Once again, I was confronted with multiple options to complete a task. And once again, I took the old-fashioned route mainly for the sake of accuracy versus speed.
Here’s the case: The top and bottom need to grooves to receive the floating panels that are held within the rails. The groves are only 1/8″ back from the front edge of the top and bottom pieces. That is a very narrow margin of wood. I could have used my router table with a 1/8″ dado bit, then set up the stop blocks, then run a bunch of tests, but I was really afraid that the end grain would blow out on the short sides. And what if something went wrong?
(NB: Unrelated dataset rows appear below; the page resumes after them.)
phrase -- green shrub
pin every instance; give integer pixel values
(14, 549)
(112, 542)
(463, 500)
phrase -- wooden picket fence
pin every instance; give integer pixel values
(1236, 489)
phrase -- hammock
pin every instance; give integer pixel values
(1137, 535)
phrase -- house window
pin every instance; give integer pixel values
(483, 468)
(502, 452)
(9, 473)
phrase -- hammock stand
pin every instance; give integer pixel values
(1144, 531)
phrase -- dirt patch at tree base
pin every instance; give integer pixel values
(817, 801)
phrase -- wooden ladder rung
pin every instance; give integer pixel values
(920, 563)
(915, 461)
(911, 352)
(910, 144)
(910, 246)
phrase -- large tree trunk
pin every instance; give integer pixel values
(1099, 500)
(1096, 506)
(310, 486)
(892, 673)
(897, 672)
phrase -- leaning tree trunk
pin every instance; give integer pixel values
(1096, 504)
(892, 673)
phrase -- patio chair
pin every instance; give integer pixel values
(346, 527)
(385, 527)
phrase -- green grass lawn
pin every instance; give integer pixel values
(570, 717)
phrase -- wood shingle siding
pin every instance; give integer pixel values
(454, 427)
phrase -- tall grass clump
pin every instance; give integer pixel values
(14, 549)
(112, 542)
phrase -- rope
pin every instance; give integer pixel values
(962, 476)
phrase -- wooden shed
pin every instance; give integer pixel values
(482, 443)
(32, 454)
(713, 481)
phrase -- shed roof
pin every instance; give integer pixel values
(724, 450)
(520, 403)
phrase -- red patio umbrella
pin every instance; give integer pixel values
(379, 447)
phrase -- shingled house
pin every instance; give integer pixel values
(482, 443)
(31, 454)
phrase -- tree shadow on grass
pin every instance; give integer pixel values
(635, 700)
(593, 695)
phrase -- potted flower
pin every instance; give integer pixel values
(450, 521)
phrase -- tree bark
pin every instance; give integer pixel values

I’d have to go back and remake an entire piece. Therefore, I decided that I should approach this with careful use of hand tools.
The steps were really quite simple. First, I used a marking gauge to score the wood for the outside and inside diameter. Then I went back over those lines with my marking knife to cut more of the fibers. Next, I used a wide chisel to further deepen the scoring cuts. Now, using a 1/8″ chisel that is shaped like a mortising chisel, I notched in numerous vertical deep cuts within the lines. All I had to do next was to hold the 1/8″ chisel at a 45 degree angle and push out the waste.
I have seen Roy Underhill do this many times on the Wood Wright Shop. And it all worked out quite easily. The grooves only had to be 1/8″ deep so it did not take too long to make the grooves for the top and the bottom. I wish I would have had a 1/8″ blade for my router plane, that would had made the operation much faster. I do have a plow plane, but I need a lot more practice with that plane. I am still not very good with it yet.